The city can’t solely be concerned with residents’ wishes, Callery noted. In Licking-Riverside, for example, some of the parkers are tourists who bring money to the city’s restaurants, hotels and stores. So every street might not be designated only for residential parking. “You don’t want to drive those people away because it promotes the city, but you have to have some empathy for the residents,” Callery said.
Until recently, city officials operated with the understanding that Kentucky law would not allow such permits on public streets. But when Newport officials started a residential parking program in areas surrounding Newport on the Levee, Covington neighborhoods took note. City commissioners recently asked City Attorney Jay Fossett to investigate how Newport was able to create its system, and Fossett, the city’s attorney for about a year, determined there were no Kentucky court cases on whether cities can create residential parking permits.
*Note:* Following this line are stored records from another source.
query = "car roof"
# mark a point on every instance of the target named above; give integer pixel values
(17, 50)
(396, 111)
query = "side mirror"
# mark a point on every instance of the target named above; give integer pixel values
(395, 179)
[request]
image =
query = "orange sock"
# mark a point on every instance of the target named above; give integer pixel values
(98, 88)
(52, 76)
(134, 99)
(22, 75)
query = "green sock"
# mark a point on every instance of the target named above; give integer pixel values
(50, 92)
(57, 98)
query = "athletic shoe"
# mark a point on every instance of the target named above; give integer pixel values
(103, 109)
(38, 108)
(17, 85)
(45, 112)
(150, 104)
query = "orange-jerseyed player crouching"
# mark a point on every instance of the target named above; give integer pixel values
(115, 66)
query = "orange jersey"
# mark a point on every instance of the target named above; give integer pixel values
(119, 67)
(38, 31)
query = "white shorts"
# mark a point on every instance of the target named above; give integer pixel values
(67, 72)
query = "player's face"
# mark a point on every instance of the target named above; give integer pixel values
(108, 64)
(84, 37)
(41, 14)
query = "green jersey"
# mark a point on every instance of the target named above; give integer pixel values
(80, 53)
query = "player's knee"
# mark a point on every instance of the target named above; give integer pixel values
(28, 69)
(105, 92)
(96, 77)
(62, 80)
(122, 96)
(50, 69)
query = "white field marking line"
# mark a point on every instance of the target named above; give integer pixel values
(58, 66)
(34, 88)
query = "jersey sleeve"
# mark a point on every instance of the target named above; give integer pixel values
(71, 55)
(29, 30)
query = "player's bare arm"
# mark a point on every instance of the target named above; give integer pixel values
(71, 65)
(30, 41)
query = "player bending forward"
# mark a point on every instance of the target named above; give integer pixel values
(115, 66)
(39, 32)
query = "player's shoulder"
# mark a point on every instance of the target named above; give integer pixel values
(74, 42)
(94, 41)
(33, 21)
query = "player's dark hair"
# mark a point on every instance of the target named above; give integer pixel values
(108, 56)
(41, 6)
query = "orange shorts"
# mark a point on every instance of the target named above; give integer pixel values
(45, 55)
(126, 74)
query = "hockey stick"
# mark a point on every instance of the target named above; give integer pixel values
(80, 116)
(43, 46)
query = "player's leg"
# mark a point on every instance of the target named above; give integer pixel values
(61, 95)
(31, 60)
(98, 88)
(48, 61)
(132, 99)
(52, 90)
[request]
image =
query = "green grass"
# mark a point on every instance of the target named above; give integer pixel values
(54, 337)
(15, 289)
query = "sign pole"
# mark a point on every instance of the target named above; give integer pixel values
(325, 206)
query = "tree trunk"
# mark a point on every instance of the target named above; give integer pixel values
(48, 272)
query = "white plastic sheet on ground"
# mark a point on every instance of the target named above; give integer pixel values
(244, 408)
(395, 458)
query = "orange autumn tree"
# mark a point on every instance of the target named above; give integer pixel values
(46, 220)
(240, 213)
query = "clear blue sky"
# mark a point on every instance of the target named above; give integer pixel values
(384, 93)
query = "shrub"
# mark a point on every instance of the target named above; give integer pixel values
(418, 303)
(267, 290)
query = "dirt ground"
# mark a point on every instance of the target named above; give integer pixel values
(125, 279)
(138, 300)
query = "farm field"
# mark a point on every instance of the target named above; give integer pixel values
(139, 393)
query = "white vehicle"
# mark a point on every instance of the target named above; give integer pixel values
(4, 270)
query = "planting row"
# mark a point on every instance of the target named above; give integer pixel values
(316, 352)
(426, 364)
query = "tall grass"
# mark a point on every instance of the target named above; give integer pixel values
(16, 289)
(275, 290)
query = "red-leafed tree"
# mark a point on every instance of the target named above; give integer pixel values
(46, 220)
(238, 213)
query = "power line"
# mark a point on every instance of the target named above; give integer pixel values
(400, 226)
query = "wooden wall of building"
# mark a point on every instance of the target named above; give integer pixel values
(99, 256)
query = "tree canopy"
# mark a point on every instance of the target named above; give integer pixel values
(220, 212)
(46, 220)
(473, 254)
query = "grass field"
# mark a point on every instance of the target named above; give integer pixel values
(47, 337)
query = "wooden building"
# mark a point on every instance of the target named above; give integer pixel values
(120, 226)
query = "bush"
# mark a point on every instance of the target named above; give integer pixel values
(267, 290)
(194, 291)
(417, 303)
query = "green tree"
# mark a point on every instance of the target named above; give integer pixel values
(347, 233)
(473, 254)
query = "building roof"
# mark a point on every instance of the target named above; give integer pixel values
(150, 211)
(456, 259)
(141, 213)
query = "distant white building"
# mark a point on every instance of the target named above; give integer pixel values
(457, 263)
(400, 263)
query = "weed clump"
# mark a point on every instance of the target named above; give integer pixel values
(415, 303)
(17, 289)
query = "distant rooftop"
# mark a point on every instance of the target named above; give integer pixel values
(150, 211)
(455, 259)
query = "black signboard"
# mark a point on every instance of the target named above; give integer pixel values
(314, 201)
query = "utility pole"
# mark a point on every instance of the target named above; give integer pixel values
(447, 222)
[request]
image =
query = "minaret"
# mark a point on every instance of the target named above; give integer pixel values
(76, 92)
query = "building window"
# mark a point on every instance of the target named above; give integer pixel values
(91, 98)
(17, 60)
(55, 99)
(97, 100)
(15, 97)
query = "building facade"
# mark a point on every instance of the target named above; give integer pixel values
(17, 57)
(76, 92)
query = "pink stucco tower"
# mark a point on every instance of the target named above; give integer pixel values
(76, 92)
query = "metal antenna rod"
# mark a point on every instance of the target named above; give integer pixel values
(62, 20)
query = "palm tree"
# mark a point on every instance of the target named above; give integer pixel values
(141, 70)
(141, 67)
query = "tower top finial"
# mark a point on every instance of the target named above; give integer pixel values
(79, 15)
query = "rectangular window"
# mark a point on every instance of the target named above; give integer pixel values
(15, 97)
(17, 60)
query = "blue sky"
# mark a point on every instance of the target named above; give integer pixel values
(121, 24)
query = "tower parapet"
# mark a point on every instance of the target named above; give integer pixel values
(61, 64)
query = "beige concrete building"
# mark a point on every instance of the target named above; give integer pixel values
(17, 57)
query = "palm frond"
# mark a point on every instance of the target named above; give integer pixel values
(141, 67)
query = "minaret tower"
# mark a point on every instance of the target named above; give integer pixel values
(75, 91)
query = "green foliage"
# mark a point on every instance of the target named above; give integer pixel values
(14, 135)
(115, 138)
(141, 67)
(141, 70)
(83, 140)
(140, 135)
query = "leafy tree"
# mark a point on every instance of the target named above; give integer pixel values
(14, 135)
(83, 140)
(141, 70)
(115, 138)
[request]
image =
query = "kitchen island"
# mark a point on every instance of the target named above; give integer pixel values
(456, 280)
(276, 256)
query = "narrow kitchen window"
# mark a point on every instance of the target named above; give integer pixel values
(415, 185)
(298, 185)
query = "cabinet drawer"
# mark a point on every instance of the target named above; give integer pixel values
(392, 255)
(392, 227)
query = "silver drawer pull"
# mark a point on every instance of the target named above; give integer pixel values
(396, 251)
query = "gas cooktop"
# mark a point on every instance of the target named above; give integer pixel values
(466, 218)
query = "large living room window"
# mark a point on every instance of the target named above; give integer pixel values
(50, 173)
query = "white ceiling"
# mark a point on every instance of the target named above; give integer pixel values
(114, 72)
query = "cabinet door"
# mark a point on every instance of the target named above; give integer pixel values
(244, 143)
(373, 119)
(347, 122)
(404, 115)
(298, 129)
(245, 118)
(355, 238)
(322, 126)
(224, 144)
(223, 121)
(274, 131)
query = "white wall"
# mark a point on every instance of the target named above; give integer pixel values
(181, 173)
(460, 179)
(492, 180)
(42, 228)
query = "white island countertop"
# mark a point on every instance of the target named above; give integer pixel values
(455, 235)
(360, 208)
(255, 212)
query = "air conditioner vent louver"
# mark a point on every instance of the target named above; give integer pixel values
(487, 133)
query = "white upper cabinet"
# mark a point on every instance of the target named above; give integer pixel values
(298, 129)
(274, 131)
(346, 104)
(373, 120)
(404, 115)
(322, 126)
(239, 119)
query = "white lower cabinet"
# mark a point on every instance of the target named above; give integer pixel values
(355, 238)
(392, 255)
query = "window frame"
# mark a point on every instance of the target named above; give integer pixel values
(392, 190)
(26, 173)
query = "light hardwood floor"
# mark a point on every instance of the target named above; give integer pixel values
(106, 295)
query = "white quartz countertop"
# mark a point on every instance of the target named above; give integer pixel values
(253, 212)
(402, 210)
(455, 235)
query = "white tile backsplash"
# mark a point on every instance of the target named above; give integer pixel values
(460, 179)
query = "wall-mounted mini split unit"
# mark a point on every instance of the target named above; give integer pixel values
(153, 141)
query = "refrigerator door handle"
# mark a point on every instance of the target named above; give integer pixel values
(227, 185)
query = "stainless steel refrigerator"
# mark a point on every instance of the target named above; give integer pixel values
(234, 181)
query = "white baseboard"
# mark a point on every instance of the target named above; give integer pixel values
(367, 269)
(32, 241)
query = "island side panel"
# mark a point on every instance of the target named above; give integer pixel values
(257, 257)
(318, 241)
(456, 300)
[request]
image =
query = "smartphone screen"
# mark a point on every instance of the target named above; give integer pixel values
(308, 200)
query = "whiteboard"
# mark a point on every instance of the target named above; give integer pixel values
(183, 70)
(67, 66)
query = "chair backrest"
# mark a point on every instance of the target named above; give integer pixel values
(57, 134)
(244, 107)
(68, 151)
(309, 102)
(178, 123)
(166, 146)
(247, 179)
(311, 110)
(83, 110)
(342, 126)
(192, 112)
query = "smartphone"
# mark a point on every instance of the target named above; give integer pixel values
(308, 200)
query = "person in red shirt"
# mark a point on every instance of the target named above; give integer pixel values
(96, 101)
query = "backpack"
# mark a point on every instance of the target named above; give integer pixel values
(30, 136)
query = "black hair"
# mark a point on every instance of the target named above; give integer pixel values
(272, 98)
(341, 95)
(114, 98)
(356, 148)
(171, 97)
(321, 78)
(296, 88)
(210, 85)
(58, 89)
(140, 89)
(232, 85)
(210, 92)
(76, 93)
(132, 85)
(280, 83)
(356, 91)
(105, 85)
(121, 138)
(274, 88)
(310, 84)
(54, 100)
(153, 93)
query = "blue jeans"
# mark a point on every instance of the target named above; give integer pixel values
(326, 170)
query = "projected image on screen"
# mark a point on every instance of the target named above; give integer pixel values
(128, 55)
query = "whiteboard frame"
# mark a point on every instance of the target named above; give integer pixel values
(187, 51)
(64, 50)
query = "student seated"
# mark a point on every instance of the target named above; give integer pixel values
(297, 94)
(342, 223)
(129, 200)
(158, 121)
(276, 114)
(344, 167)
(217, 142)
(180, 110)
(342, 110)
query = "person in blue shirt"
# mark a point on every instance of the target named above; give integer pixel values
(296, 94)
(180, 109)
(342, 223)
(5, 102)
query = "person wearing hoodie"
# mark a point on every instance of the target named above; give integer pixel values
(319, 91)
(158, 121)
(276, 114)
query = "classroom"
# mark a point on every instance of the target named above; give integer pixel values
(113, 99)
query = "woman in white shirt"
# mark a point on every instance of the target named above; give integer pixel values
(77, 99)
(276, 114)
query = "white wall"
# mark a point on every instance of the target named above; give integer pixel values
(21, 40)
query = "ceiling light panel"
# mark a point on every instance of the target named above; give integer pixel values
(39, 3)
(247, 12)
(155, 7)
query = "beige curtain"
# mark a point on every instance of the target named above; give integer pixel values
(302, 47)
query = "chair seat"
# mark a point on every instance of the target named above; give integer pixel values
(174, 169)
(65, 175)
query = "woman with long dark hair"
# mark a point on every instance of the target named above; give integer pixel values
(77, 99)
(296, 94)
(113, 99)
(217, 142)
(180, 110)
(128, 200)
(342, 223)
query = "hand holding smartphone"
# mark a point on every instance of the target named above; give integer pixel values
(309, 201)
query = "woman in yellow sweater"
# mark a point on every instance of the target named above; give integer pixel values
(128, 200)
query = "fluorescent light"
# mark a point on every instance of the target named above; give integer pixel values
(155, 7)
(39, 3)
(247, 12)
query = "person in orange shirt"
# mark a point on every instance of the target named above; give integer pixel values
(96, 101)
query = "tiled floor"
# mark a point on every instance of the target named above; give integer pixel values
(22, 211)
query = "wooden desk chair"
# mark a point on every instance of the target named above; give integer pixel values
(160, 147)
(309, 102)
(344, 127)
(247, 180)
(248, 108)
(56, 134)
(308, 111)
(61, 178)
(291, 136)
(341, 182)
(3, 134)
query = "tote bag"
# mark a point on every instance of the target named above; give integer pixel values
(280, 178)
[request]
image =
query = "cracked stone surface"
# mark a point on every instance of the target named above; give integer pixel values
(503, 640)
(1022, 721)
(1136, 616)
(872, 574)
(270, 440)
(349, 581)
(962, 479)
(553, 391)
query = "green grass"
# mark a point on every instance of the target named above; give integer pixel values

Court cases in other states indicated such permits can be constitutional. Moloney said she has made that argument to the city twice in recent years, relaying documents detailing such a system that is used in Lexington. You can get estimate value of your property by using our online property conveyancing melbourne calculator. Fossett and other city leaders note there are some things that make permits unpopular. For one thing, a neighborhood’s residents must apply for permits for their visitors, Commissioner J.T. Spence has noted. Another negative: Some communities charge a fee for the permits.
Harnden doesn’t like the idea of a fee, even if it means more convenience: “That’s double taxation,” he said. “You’re already paying for upkeep of your streets.” “It’s an interesting idea,” said Artie Kidwell, president of the MainStrasse Village Association. “Sounds like a management nightmare. It’s an interesting thing to look at. I would be interested to see how the study goes.” One recommendation he has for city officials is that they cannot treat every neighborhood the same.
At the same time, “It would behoove us to look at more parking, period,” Kidwell said. “From a commerce standpoint, this area needs more parking, no matter what.” While Kidwell does not live in the neighborhood, he has noticed that even early in the morning — when almost all the parked cars are owned by residents — “there’s not a lot of places to park.” Covington city officials will decide whether to move forward with a plan to designate land on Mary Laidley Road for sexually oriented businesses, despite public opposition and a rejection of the request by county planners.